Ortega shrugged with his eyebrows. “Not officially, anyway. So we were on our way to the neighborhood to canvass the homes around there, see if anybody remembers them.”
I nodded. “Good, good work.”
They left. We followed. Sometimes—often—that’s what detective work is, walking door to door, ringing on doorbells, stopping people in the street, and that’s what we did. We put up flyers, we handed out photographs, we knocked on doors and visited community centers.
In the Bronx, the cops are not everybody’s favorite people. So canvassing is often not a productive method of investigation. You tend to get blank stares, shrugs, and shaking heads. But when missing kids are involved, it’s different, especially with the women.
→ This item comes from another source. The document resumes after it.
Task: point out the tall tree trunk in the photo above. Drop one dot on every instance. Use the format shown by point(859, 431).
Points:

We found plenty in the neighborhood of Tiffany Street and Lafayette who remembered one or more of the kids. Nobody knew where they were now, and nobody, not a single person, remembered seeing them after January 2005.
By half past seven, we gave it up and went back to the precinct. Stevens and Ortega came in shortly after us, reporting the same result. The kids were known. The kids were remembered, but nobody had seen them since those pictures were taken. I thanked them for their help and turned to Dehan.
“Let’s go see the captain.”
We climbed the stairs and knocked on his door.
“Come!”
We went in and he smiled broadly, like he thought we were amusing.
“Ah, Stone and Dehan, the Dynamic Duo, what can I do for you? Please, sit!”
We sat and I laid out the case for him. He frowned and listened without interrupting. When I had finished, he said, “And they missed the haircut and the nails back in the original investigation?”